Le ferroviaire, sujet politique central
L’unanimité obtenue lors du vote du vœu du conseil régional Auvergne-Rhône-Alpes en assemblée plénière, suivant de 48 heures la visite du PDG de la SNCF, souligne l’importance de l’enjeu politique du sujet à deux ans environ des prochaines élections régionales et en pleine crise des finances publiques françaises. Le ralliement de la majorité de centre-droit au texte présenté par les minorités de gauche montre combien la prochaine campagne des élections régionales risque d’être marquées par la question ferroviaire pour le respect de l’équité territoriale.

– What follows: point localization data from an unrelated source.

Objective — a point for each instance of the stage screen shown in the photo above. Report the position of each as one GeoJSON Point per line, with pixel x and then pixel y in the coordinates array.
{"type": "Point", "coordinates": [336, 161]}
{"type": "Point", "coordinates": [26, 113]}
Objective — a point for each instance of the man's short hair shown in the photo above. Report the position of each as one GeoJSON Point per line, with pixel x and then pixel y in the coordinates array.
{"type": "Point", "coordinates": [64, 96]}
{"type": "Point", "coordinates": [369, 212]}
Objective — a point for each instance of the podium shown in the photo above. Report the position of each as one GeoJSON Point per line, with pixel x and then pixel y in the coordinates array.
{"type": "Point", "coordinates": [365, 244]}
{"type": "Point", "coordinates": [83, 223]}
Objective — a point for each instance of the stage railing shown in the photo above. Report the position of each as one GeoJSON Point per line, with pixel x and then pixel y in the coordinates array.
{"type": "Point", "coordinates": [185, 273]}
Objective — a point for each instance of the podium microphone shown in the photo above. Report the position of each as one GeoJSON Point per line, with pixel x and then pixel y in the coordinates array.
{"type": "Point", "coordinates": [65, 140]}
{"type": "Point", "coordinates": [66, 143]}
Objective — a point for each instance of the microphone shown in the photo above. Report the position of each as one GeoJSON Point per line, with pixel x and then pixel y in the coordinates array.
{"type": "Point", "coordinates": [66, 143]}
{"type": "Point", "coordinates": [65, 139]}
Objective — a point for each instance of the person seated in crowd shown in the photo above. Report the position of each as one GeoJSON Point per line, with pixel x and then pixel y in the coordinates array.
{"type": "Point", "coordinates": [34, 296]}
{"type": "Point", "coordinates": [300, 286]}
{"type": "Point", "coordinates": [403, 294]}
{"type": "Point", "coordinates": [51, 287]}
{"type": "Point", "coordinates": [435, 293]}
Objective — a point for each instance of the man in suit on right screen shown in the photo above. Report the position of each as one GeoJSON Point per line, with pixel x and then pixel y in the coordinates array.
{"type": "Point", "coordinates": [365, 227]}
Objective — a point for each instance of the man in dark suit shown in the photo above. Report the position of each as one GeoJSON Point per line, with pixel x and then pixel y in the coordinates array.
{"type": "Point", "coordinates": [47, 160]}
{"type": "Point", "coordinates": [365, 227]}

La majorité en place à Lyon, qui refuse de financer des travaux d’infrastructure ou de réouverture, à laquelle elle revoie l’État propriétaire, souligne en revanche son implication dans l’acquisition et la rénovation de matériel roulant, après un rapport de la Chambre régionale des Comptes qui avait noté son retard en la matière. Ainsi seront investis 1,3 milliards d’euros de 2024 à 2035 pour l’acquisition de nouvelles rames, 250 millions d’euros pour amélanager ou créer des ateliers de maintenance à Saint-Etienne (en cours de finalisation), Clermont-Ferrand, Saint-Gervais et probablement Grenoble, et 1,3 milliards pour la maintenance lourde du parc existant, avec rénovation à mi-vie.
La région Auvergne-Rhône-Alpes ambitionne de transporter 300.000 voyageurs par jour dans ses TER à l’horizon 2035. Elle en aurait encore plus si les sections fermées depuis les deux mandats précédents étaient rouvertes : Volvic-Ussel, Boën-Thiers et Oyonnax-Saint-Claude.
Gare d'Oyonnax, dans le département de l'Ain. L'Etat a refusé de rénover la section Oyonnax-Saint-Claude et la région n'a pas pris le relais. La cité du Haut-Jura est donc privée de relation ferroviaire directe avec la grande métropole de Lyon, géographiquement la plus proche.